Wie es sich anfühlt, bei einer EM auf dem Siegertreppchen zu stehen, durfte er 2015 erleben: Damals holte er bei der Junioren-EM in Istanbul die Bronzemedaille. Wenige Jahre zuvor war er ukrainischer Jugendmeister geworden. Viktor Lyzen wurde 1996 in der Ukraine geboren. Sein Vater Viktor senior war Ringer in der ukrainischen Nationalmannschaft und wechselte Ende der 1990er-Jahre zum saarländischen Traditionsclub KSV Köllerbach, später zog es ihn weiter zum AC 09 Laubenheim nach Mainz. Sein damals zweijähriger Sohn Viktor junior kam kurz darauf mit seiner Mutter nach Deutschland, wo vor acht Jahren Schwester Jana geboren wurde. Im Alter von gerade einmal vier Jahren begab sich Viktor junior erstmals auf die Ringermatte. „Zuerst habe ich meinem Vater beim Training zugeschaut, dann habe ich selbst angefangen“, erinnert er sich an seine ersten Vorwärts- und Rückwärtsrollen in der Laubenheimer Jugendabteilung. Eine Zeit lang spielte Lyzen auch Tennis im Verein und bewies in beiden Sportarten Talent. Doch als er sich als Teenie für eine entscheiden musste, war klar: Das Ringen hatte die Nase vorn.

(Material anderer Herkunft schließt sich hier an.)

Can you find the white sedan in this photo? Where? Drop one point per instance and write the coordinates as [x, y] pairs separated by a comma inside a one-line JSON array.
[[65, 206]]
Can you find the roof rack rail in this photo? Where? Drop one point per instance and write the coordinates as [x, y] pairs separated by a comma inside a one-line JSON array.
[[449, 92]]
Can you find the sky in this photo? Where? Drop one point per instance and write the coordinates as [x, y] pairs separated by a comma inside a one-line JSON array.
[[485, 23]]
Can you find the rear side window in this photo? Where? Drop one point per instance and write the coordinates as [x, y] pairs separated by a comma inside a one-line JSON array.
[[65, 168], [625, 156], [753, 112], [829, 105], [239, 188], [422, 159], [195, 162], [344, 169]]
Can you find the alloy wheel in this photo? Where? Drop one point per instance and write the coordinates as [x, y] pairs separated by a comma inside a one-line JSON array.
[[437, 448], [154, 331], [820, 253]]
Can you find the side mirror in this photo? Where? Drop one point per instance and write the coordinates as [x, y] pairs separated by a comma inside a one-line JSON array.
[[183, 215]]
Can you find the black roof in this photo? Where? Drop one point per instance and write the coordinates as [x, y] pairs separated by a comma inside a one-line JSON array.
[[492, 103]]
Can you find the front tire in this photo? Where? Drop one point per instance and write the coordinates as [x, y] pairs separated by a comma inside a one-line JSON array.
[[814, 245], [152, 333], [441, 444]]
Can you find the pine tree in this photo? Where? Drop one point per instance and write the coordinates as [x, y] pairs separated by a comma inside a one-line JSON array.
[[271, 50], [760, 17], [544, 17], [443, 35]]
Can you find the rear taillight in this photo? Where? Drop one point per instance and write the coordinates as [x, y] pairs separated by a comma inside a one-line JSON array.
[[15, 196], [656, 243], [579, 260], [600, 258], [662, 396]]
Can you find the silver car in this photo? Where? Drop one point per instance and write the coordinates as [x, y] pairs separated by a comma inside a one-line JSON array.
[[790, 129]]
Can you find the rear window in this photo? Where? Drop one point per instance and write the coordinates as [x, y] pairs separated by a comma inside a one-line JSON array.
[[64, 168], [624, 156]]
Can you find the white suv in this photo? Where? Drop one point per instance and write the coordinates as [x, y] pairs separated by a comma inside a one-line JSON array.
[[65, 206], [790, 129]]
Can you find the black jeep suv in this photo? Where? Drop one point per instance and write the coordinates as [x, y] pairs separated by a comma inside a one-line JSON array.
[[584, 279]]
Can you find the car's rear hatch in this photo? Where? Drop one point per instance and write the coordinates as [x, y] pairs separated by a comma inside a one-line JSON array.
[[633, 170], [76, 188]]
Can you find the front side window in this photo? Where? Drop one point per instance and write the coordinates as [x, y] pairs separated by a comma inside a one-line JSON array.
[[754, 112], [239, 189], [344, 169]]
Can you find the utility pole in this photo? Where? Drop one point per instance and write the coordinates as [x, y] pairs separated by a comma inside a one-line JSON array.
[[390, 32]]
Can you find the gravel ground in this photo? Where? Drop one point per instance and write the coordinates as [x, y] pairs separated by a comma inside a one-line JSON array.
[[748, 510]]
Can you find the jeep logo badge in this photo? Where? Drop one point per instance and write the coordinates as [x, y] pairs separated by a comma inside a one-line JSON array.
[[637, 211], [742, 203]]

Ringer-Gene in der Familie
Vom AC 09 Laubenheim ging seine Laufbahn, die fast genauso viele Vereine wie Jahre zählt, erst zum SV Alemannia Nackenheim, dann zum Laubenheimer Lokalrivalen ASV Mainz 88, von wo aus er mit dem Schulwechsel ans Sportinternat Freiburg zur RG Waldkirch-Kollnau wechselte. Von dort ging es weiter zu Zweitligist TV Triberg. Seit 2017 geht Lyzen bei Einzelmeisterschaften für Bundesligist KSV Köllerbach an den Start. Zudem in der vergangenen Saison für die „Lions“ des SV Alemannia Nackenheim in der Bundesliga. „Ich habe schon viele Vereine kennengelernt“, blickt Lyzen zurück. Ob sich an der aktuellen Zugehörigkeit noch etwas ändert, entscheidet sich in den kommenden Wochen. „Noch ist nichts spruchreif“, betont er.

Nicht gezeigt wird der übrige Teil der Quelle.